It’s Not All Mary Poppins

You want to make Mary twitch?

A mother stands in my front hall at the end of the day.

Her daughter reaches for the latch of the front door. Now, this is Not Allowed at Mary’s house. Children are never, ever to open the front door. Never, ever, ever. I shudder to think of the chaos and potential tragedy that could result from children wandering out the door. Most of the time, the screen door is kept locked to prevent escapes, but this is the end of the day, parents are coming and going. The door is unlocked.

Nonetheless, locked or not, the door is Off Limits to the children, and SuzieQ knows this. However, she has obviously weighed our respective authorities (who’s the boss? mummy or Mary?) and our potential to act (who’s standing closer to me?), and figures it’s a risk worth taking. Mother notices.

“Suzie. Leave the door, please.”

Suzie looks at mum, and puts her hand on the door knob. Without breaking eye contact, her jaw set, she carefully places her hand on that knob. OOoooh, the defiance! I’m itching to take action, and I would, I would, were mother not standing between us. But of course, mum won’t let her get away with that, right?

“Suzie. Leave the door and come here, please.” (And I sigh, inwardly. Here we go!)

Suzie unlatches the door.

Now, her mother is within arm’s reach. There is absolutely nothing to prevent mother from stretching out her arm — she wouldn’t even have to lean! — and pulling the door firmly shut. Instead, she merely tosses more words, more pointless words, into the air. Tosses them into the air, where they dissipate into nothingness. Ineffectual, meaningless nothing.

“Suzie. Leave the door.”

Suzie opens the door.

(Gee. I’ll bet you didn’t see that coming, huh?)

“Suzie. I said leave the door.”

Suzie steps out onto the porch.

“Suzie. I said … oh, okay. Okay, you can go out, but stay on the porch!”
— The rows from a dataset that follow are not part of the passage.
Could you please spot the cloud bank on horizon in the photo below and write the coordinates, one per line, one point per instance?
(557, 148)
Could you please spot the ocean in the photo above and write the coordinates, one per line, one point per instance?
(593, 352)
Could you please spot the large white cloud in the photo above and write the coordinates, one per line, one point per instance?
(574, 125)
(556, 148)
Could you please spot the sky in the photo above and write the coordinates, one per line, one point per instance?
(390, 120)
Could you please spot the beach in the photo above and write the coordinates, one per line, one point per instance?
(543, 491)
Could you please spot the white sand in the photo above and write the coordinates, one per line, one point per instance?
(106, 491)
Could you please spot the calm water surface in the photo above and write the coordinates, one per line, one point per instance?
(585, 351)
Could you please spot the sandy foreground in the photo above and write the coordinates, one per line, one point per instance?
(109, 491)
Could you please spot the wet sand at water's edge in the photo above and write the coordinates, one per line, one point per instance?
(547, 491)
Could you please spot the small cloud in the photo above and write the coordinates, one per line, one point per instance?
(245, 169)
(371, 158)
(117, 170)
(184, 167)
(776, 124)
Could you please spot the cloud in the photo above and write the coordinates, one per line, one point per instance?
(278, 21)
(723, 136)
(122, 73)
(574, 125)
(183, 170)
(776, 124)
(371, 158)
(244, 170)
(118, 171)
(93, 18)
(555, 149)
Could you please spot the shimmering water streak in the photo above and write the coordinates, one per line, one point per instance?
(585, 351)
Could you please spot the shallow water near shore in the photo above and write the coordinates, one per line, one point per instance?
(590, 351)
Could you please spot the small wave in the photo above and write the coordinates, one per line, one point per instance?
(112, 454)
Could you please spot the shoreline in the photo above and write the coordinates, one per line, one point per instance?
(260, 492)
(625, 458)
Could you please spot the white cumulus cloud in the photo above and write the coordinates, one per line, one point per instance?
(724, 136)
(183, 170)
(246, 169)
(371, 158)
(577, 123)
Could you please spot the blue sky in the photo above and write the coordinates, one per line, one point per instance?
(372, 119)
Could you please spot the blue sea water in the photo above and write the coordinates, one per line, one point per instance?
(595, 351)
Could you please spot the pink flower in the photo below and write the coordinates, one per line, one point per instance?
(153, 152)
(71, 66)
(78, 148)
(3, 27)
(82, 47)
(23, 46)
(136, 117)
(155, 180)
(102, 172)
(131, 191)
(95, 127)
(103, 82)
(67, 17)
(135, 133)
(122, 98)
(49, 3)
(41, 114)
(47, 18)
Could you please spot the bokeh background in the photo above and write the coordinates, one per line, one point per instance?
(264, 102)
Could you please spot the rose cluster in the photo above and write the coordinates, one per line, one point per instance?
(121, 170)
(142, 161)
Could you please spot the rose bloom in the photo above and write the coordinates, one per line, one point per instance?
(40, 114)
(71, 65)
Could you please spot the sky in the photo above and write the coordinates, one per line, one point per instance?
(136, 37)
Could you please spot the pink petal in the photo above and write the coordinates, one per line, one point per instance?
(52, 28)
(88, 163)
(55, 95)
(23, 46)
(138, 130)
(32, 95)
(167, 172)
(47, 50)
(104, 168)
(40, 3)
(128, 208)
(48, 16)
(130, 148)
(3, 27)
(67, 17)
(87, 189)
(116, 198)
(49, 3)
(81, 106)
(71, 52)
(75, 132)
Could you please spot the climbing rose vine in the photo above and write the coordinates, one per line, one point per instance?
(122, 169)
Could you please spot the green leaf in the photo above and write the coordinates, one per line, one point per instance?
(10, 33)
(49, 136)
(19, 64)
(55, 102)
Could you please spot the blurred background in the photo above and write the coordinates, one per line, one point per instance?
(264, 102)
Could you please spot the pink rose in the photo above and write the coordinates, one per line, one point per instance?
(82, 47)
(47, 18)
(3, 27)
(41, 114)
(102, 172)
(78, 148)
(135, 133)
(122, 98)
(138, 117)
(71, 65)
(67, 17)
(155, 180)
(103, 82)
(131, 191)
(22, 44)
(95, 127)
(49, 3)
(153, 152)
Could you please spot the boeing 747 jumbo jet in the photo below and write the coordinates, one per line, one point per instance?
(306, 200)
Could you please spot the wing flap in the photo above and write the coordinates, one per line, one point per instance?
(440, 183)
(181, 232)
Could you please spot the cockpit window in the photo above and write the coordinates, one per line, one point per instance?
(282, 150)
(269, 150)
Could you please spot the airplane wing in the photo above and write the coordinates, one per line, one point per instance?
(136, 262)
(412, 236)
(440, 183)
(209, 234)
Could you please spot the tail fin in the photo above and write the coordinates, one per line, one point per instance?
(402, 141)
We’ll stop here, shall we? You can see the trajectory. I think none of you will be surprised to know Mum and I didn’t get to finish that conversation.

Suzie’s mother is impressed (and truth be known, I think also a little pissed off, some days) at how readily, and without any fuss, her daughter does as I ask. Had I been standing between Suzie and the door, there is absolutely no way at all that she would have touched the latch.

What’s the difference? Is it that “children always behave better for others than their parents”? Suzie’s mother’s been known to cite the truism.

Oh, puh-lease. No. It’s because Suzie’s mother does not consistently monitor and maintain the boundaries she attempts to set. I do. I do, not just with Suzie of course, but with all the children. I do, because I’ve been doing this for years, because I know the enormous difference it will make and because, as Hannah expressed it so well not too long ago


I do it because I’m in the business of raising adults. I do it because I want these children to become all they can be.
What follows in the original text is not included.